As memories fade with age, they get more precious. As we slowly begin to lose the ability to remember where we put the car keys or the TV remote, we seem to remember ever more clearly certain events in our lives, even ones that go back 60 years. Many of these memories concerned, not surprisingly, first experiences – from first day at school to first grandchild and the many other firsts in between. Here’s one of them and it’s about my first day at school.
I started Primary One in 1967, a few weeks short of my 6th birthday. I had to do a little calculation to get that right. In my time we don’t do birthdays. Celebrating birthdays was an alien concept, so they tend to come and go without being noticed. Actually, I was too young to start school, but my uncle was a teacher at the school and got me enrolled through some string pulling. We didn’t have pre-school or kindergarten so the experience was totally new to me, and one of the few long-ago events I’d remember to this day. I dressed up in my school uniform of white shirt and dark blue shorts and white canvas shoes. Slung over my shoulder was a grey coloured bag with maybe a couple of exercise books and a pencil inside. It was a simple bag made of heavy cloth material with only one compartment and a flap-over as cover, and I would carry it for many years after.

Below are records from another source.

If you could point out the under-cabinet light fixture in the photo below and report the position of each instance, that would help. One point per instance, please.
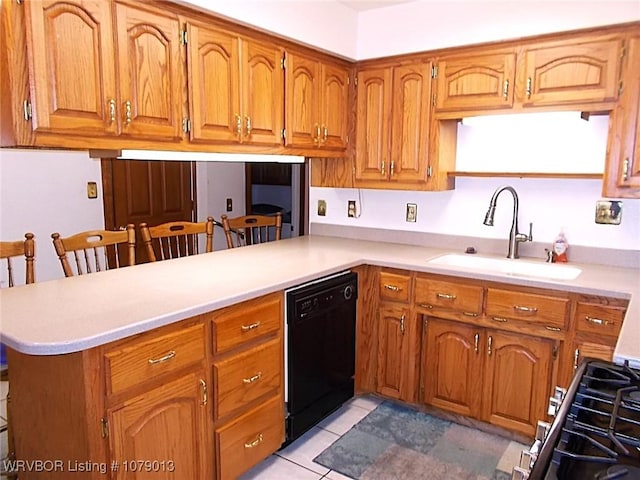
(168, 155)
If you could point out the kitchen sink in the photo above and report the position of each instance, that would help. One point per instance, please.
(551, 271)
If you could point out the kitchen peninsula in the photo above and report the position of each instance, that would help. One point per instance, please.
(86, 332)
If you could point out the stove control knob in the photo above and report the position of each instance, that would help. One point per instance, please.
(519, 474)
(542, 430)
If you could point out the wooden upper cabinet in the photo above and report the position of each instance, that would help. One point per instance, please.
(575, 73)
(410, 123)
(213, 65)
(150, 68)
(262, 92)
(71, 61)
(622, 173)
(475, 82)
(235, 87)
(372, 129)
(317, 103)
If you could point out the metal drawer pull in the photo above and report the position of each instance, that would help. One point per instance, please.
(205, 395)
(246, 328)
(598, 321)
(164, 358)
(446, 296)
(255, 443)
(255, 378)
(522, 309)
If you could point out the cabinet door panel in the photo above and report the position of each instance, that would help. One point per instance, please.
(263, 93)
(452, 373)
(410, 122)
(517, 382)
(392, 346)
(476, 82)
(150, 70)
(71, 59)
(164, 425)
(214, 85)
(303, 102)
(372, 131)
(335, 106)
(585, 72)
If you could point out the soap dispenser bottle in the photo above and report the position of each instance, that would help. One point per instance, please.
(560, 247)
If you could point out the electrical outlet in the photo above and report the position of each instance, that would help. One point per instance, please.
(322, 208)
(351, 208)
(412, 212)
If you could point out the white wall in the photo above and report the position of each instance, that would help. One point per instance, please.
(430, 24)
(45, 192)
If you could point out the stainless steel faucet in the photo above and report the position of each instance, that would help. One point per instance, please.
(515, 237)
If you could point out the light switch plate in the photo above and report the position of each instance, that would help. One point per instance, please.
(412, 212)
(609, 212)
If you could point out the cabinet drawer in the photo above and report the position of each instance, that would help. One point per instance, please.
(153, 354)
(466, 299)
(601, 319)
(505, 305)
(394, 287)
(245, 321)
(251, 438)
(243, 378)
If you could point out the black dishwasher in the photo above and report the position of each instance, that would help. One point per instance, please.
(319, 350)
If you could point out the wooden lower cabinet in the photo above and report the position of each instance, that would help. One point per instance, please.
(453, 365)
(393, 346)
(501, 378)
(161, 433)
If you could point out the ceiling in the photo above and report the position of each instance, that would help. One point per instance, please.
(362, 5)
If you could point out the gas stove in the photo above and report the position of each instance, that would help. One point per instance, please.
(596, 432)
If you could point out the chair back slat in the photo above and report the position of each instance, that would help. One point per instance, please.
(251, 229)
(24, 249)
(96, 250)
(176, 239)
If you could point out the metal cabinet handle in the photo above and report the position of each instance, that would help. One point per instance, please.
(598, 321)
(252, 379)
(112, 110)
(168, 356)
(205, 395)
(446, 296)
(238, 125)
(246, 328)
(522, 309)
(255, 443)
(393, 288)
(127, 112)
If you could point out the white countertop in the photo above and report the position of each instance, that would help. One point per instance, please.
(73, 314)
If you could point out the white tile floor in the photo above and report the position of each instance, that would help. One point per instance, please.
(296, 461)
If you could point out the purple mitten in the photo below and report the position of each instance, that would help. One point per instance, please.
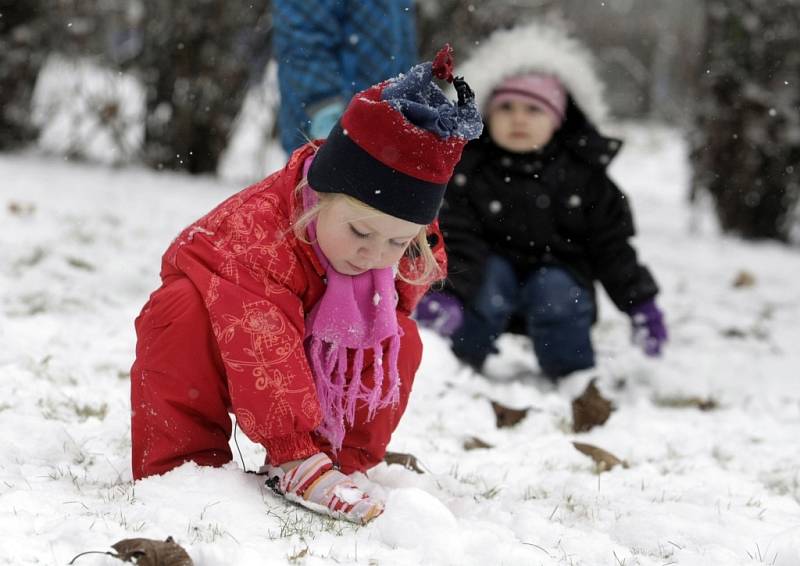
(649, 330)
(441, 312)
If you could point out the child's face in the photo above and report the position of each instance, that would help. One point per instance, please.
(520, 127)
(355, 239)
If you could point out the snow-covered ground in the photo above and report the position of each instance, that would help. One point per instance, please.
(79, 253)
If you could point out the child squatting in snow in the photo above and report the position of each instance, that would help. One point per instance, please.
(289, 304)
(531, 219)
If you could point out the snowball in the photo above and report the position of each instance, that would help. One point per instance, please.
(415, 519)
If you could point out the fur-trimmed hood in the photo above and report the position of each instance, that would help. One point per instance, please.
(536, 47)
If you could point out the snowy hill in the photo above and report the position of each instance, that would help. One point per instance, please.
(79, 253)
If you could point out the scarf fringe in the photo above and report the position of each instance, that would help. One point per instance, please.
(339, 399)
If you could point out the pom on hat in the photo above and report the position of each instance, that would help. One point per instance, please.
(544, 91)
(397, 142)
(443, 64)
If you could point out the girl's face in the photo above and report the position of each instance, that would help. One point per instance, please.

I walked alongside my older brother for about one kilometre to Holy Innocents English School, which was a Government-aided school ran by the Brothers of St Gabriel, a Catholic order. It was an English school, that is, the medium of instruction was English, as opposed to a Chinese school where Mandarin was the main language taught.
When the school bell rang, my brother told me to wait for him where we were standing while he went to assemble with his class at the square together with other students. The square was simply a space surrounded by three sides of the school, which was three or four stories high. It was used for assembly and other occasions when the principal had something to say or show to the entire school. While the students and teachers stood neatly in formations, announcements came over the loud speakers, flags were raised and songs were sung. When it was all over, the students and teachers walked smartly off to their respective classrooms. Parents who came with their sons for their first day at school went off as well. Soon, they were all gone, and the place was empty. Suddenly, I realised I was the only person standing in the vast empty space. Apart from the faint sounds of people talking, the school was eerily quiet. There I was, all alone, not knowing what was happening or why my brother hadn’t come back for me. Panic started to creep in.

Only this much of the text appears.